アウェイでC大阪と対戦した開幕戦は、90分間の内容では苦戦を強いられ、課題が多く見つかったが、スコアは2-2。荒木 遼太郎の2ゴールで二度のビハインドをはねのけ、勝点1を持ち帰ってきた。
それでも、やはり選手たちの表情は厳しく、開幕戦を振り返ると出てくるのは反省の言葉ばかり。守備面ではスペースの管理がうまくいかず相手に自由を与えてしまったり、攻撃面では重点的に取り組んできたはずのビルドアップが機能しなかったりと改善点は多い。ボランチでプレーした原川 力はトライすることの重要性を訴えた。
「守備はもっと協力して守れると思うし、攻撃もピーター(クラモフスキー監督)が大枠を決めてくれているのだから、やるのは選手。まずはピッチ上でやろうとしないとダメだと思う」 特にビルドアップについては整理が必要だろう。広島は前線からのアグレッシブな守備が持ち味であり、中途半端なプレーが続くとボールを奪われ、一気にショートカウンターを食らう可能性がある。「最初の時間帯はロングボールで簡単にプレスを外すシーンもあると思いますけど、そこからどうやって切り替えていくかが大事。ピッチの中で『つなげる時間だな』と一人ひとりが汲み取ってやっていかないといけない」と原川が続けたように、メリハリをつけた攻撃が求められる。
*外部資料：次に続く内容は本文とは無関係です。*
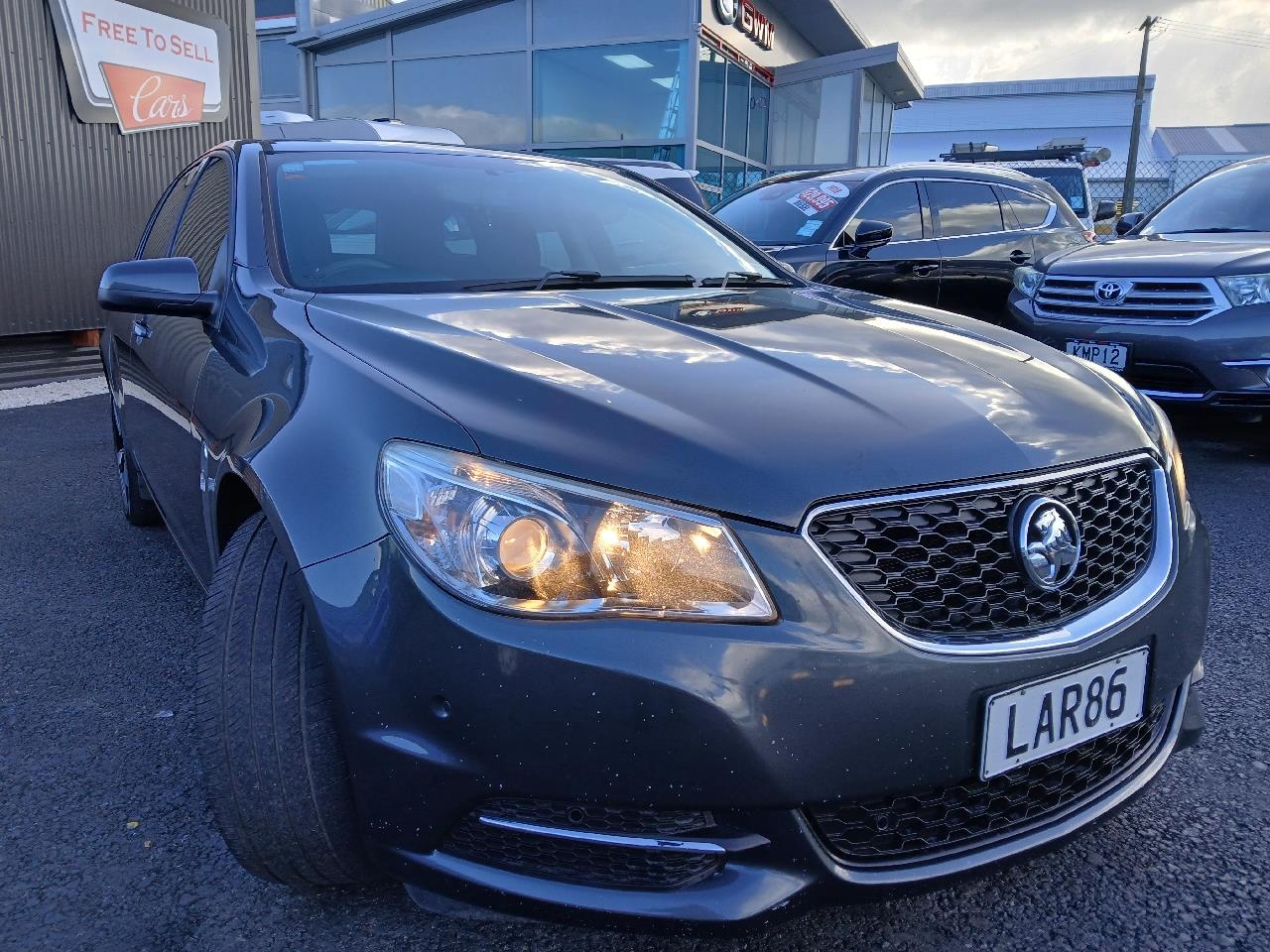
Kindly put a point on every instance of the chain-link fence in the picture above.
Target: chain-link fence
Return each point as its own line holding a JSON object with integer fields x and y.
{"x": 1155, "y": 181}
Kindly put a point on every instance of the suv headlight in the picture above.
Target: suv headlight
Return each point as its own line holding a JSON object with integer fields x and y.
{"x": 1246, "y": 289}
{"x": 1028, "y": 280}
{"x": 529, "y": 543}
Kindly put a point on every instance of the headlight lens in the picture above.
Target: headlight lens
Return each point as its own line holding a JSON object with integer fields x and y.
{"x": 524, "y": 542}
{"x": 1026, "y": 280}
{"x": 1246, "y": 289}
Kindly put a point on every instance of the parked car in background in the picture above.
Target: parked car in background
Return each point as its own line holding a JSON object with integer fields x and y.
{"x": 1179, "y": 303}
{"x": 668, "y": 176}
{"x": 948, "y": 235}
{"x": 1072, "y": 182}
{"x": 562, "y": 547}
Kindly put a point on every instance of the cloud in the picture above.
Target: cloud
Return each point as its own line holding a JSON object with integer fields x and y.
{"x": 1198, "y": 81}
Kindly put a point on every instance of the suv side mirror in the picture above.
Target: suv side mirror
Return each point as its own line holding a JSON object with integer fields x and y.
{"x": 1103, "y": 209}
{"x": 1128, "y": 222}
{"x": 867, "y": 235}
{"x": 167, "y": 286}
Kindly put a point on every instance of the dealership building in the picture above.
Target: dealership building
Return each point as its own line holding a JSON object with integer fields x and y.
{"x": 731, "y": 87}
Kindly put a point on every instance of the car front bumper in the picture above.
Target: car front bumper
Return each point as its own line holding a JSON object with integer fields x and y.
{"x": 444, "y": 707}
{"x": 1220, "y": 361}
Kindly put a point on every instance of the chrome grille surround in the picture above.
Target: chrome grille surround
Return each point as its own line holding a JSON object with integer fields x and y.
{"x": 1175, "y": 301}
{"x": 1123, "y": 606}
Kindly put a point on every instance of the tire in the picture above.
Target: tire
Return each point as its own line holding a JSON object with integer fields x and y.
{"x": 139, "y": 508}
{"x": 272, "y": 765}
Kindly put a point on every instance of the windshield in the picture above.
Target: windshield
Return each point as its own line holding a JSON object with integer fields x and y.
{"x": 411, "y": 222}
{"x": 786, "y": 212}
{"x": 1234, "y": 198}
{"x": 1069, "y": 181}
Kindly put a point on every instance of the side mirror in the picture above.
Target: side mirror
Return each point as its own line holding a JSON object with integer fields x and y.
{"x": 1128, "y": 222}
{"x": 869, "y": 234}
{"x": 167, "y": 286}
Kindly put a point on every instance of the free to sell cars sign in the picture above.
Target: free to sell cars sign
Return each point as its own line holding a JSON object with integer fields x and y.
{"x": 143, "y": 63}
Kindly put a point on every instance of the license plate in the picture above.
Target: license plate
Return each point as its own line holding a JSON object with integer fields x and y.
{"x": 1057, "y": 714}
{"x": 1112, "y": 356}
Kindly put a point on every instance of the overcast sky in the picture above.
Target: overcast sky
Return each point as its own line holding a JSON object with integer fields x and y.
{"x": 1198, "y": 81}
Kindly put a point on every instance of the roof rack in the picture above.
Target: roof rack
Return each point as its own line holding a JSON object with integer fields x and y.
{"x": 1065, "y": 151}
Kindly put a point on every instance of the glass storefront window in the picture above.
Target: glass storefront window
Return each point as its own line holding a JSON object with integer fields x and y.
{"x": 812, "y": 122}
{"x": 631, "y": 90}
{"x": 280, "y": 68}
{"x": 662, "y": 154}
{"x": 735, "y": 123}
{"x": 466, "y": 94}
{"x": 711, "y": 71}
{"x": 710, "y": 166}
{"x": 760, "y": 94}
{"x": 353, "y": 91}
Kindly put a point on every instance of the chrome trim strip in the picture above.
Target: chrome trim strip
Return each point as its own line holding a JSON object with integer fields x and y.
{"x": 608, "y": 839}
{"x": 1111, "y": 313}
{"x": 1120, "y": 608}
{"x": 1171, "y": 395}
{"x": 1023, "y": 842}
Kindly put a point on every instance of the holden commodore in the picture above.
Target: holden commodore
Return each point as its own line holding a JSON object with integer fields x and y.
{"x": 562, "y": 548}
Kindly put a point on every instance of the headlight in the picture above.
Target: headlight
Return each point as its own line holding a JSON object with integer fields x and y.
{"x": 1246, "y": 289}
{"x": 529, "y": 543}
{"x": 1155, "y": 421}
{"x": 1028, "y": 280}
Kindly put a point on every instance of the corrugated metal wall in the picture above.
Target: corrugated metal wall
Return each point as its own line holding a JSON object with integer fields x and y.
{"x": 75, "y": 195}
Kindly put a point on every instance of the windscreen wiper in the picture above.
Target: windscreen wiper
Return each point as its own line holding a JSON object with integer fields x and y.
{"x": 1211, "y": 231}
{"x": 587, "y": 280}
{"x": 749, "y": 280}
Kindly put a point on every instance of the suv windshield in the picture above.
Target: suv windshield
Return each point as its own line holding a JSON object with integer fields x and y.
{"x": 1070, "y": 182}
{"x": 785, "y": 212}
{"x": 1236, "y": 198}
{"x": 411, "y": 222}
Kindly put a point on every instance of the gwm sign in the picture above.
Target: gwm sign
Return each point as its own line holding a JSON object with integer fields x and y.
{"x": 746, "y": 17}
{"x": 144, "y": 63}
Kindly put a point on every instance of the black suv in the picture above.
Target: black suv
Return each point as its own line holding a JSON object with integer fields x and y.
{"x": 1179, "y": 303}
{"x": 947, "y": 235}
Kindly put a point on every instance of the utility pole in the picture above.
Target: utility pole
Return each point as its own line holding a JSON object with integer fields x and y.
{"x": 1132, "y": 169}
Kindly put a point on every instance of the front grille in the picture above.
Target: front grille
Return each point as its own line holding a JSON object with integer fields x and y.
{"x": 1164, "y": 299}
{"x": 922, "y": 823}
{"x": 943, "y": 567}
{"x": 584, "y": 862}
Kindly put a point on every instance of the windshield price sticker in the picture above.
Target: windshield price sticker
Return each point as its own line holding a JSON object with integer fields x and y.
{"x": 812, "y": 200}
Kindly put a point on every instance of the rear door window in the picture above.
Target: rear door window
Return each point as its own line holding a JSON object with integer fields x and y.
{"x": 897, "y": 204}
{"x": 1030, "y": 211}
{"x": 964, "y": 207}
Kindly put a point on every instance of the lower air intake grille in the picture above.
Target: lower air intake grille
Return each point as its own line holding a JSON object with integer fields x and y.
{"x": 919, "y": 824}
{"x": 592, "y": 864}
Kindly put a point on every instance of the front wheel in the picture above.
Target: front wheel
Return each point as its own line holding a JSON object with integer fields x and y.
{"x": 275, "y": 772}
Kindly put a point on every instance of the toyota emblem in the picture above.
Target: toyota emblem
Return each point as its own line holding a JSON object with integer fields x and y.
{"x": 1111, "y": 293}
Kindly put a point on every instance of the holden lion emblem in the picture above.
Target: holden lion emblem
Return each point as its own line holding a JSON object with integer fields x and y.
{"x": 1048, "y": 540}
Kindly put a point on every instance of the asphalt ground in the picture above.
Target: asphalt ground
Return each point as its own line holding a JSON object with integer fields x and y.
{"x": 107, "y": 843}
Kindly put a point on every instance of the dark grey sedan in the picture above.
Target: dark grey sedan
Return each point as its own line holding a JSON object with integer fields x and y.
{"x": 561, "y": 547}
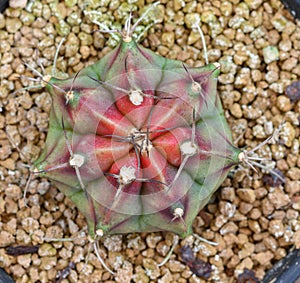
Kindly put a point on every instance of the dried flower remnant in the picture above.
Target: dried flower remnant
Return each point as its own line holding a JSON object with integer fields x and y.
{"x": 64, "y": 273}
{"x": 197, "y": 266}
{"x": 272, "y": 179}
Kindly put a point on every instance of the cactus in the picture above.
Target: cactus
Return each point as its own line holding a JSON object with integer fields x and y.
{"x": 137, "y": 141}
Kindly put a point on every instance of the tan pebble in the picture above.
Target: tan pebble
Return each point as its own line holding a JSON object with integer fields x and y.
{"x": 220, "y": 221}
{"x": 263, "y": 258}
{"x": 270, "y": 243}
{"x": 288, "y": 134}
{"x": 245, "y": 207}
{"x": 229, "y": 227}
{"x": 113, "y": 243}
{"x": 247, "y": 195}
{"x": 24, "y": 260}
{"x": 167, "y": 277}
{"x": 246, "y": 263}
{"x": 6, "y": 239}
{"x": 140, "y": 275}
{"x": 289, "y": 64}
{"x": 294, "y": 173}
{"x": 176, "y": 266}
{"x": 292, "y": 187}
{"x": 228, "y": 193}
{"x": 276, "y": 228}
{"x": 168, "y": 39}
{"x": 283, "y": 103}
{"x": 152, "y": 240}
{"x": 48, "y": 262}
{"x": 267, "y": 207}
{"x": 254, "y": 226}
{"x": 125, "y": 273}
{"x": 151, "y": 268}
{"x": 9, "y": 163}
{"x": 236, "y": 110}
{"x": 47, "y": 249}
{"x": 233, "y": 262}
{"x": 226, "y": 208}
{"x": 296, "y": 239}
{"x": 247, "y": 250}
{"x": 278, "y": 198}
{"x": 255, "y": 214}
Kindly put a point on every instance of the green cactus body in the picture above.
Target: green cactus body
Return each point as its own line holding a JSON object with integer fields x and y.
{"x": 137, "y": 141}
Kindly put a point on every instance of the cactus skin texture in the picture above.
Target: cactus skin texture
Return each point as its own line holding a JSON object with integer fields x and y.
{"x": 138, "y": 142}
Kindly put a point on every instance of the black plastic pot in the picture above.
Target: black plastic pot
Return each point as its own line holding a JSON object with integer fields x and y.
{"x": 286, "y": 270}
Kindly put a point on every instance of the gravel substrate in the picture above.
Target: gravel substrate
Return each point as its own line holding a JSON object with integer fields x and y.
{"x": 254, "y": 217}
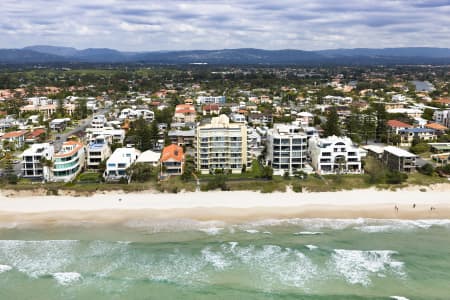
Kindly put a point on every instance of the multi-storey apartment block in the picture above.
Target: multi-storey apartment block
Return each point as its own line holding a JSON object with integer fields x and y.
{"x": 286, "y": 149}
{"x": 69, "y": 161}
{"x": 221, "y": 145}
{"x": 33, "y": 161}
{"x": 334, "y": 155}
試合2日前には味の素スタジアムでトレーニングを行い、芝生の感触や会場の雰囲気を確かめた。その理由について、ピーター クラモフスキー監督は「このスタジアムの感覚をつかんでほしいし、目を慣らしてほしかったからです。もちろん3万人の人が観に来てくれれば雰囲気は違うと思いますけど、ここがホームなんだと感じてほしいから」と説明。万全の準備を施し、ホーム開幕戦に備えている。内容と結果の両方を求めたい。
対する広島は好スタートを切った。ホームに浦和を迎えた開幕戦は、立ち上がりこそ押し込まれる時間帯もあり、GK大迫 敬介の好セーブに助けられたが、時間の経過とともにリズムを掌握。前半終了間際に大橋 祐紀のゴールで先制すると、後半にも大橋がヘディングシュートを突き刺し、新スタジアムでの初陣を白星で飾った。
ミヒャエル スキッベ監督が率いて3年目の今季は戦力の充実とともに、チームスタイルも確実に浸透。優勝候補の筆頭格であるのは間違いない。現体制になってからは、昨季の後半戦の対決でようやく初勝利を飾った難敵・FC東京も下し、開幕ダッシュを果たしたい。アウェイゲームでも攻守にアグレッシブなスタイルは変わらない。